He shook his head. "No, I didn't mention it to her." Then he went on very deliberately, looking her straight in the face, "Mrs. Walbridge, I do not wish to marry your daughter."
As soon as she had grasped that she really had heard the words, she sprang to her feet, years younger in her anger.
"What do you mean?" she cried.
He smiled sadly. "Don't be angry, I have the greatest possible esteem and admiration for Grisel."
"But you do not wish to marry her?"
"No! I do not."
In those few short days of long ago he had never seen Violet Blaine angry, and since he had found her again she had seemed so timid, so flattened by life, that he had been unable to conceive of her in any mood but that of her daily one of gentle unobtrusive hopelessness; and now, as she blazed at him, standing there with clenched hands and shortened breath, he suddenly felt twenty years younger, as if all sorts of recent things had been only a dream, and that this—this only, was real.

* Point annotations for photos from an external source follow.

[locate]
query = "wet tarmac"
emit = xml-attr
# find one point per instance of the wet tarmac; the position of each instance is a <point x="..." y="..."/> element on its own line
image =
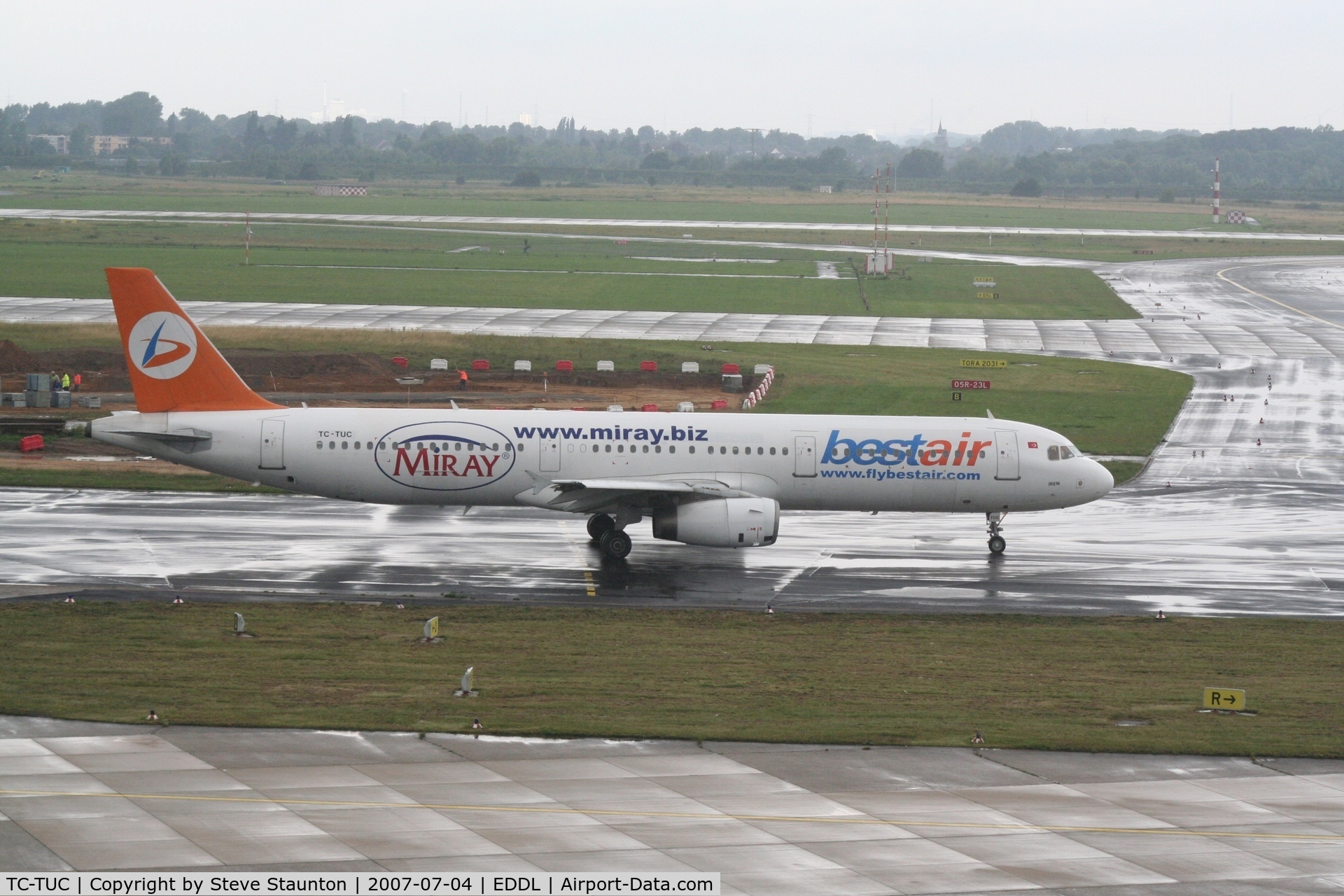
<point x="773" y="818"/>
<point x="1238" y="512"/>
<point x="105" y="214"/>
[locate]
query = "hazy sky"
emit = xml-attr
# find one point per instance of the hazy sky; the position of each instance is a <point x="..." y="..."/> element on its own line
<point x="888" y="67"/>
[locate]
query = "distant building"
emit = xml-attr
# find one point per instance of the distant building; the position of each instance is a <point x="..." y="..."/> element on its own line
<point x="61" y="143"/>
<point x="106" y="144"/>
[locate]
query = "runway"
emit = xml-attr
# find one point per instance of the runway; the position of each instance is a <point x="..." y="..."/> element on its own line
<point x="1218" y="524"/>
<point x="773" y="820"/>
<point x="100" y="214"/>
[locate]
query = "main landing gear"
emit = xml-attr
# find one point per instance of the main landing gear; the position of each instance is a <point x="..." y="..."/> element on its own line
<point x="612" y="542"/>
<point x="992" y="526"/>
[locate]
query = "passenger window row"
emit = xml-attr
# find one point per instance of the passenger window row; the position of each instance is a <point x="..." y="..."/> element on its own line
<point x="346" y="445"/>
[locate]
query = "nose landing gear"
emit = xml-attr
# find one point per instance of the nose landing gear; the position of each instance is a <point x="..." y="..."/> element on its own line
<point x="995" y="528"/>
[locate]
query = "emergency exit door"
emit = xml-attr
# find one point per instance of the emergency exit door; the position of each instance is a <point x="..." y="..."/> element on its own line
<point x="1006" y="444"/>
<point x="804" y="456"/>
<point x="549" y="451"/>
<point x="273" y="445"/>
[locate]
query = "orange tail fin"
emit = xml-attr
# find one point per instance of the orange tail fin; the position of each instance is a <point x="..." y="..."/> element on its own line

He looked at her with such plain-to-be-seen satisfaction and admiration, that she was startled and drew back, losing her bearings, and then he spoke.
"You and I," he said, "are too old to do anything but speak plainly to each other; affectations and pretty little pretences are part of the pageant of youth; we have no right to them. So I will be quite short in telling you what I have to say. Grisel is a delightful girl as well as a most beautiful one, but I made a mistake in asking her to marry me. I do not wish to marry her; I do not love her."
Again her righteous anger blazed up to his curious gratification and delight, but he went on doggedly.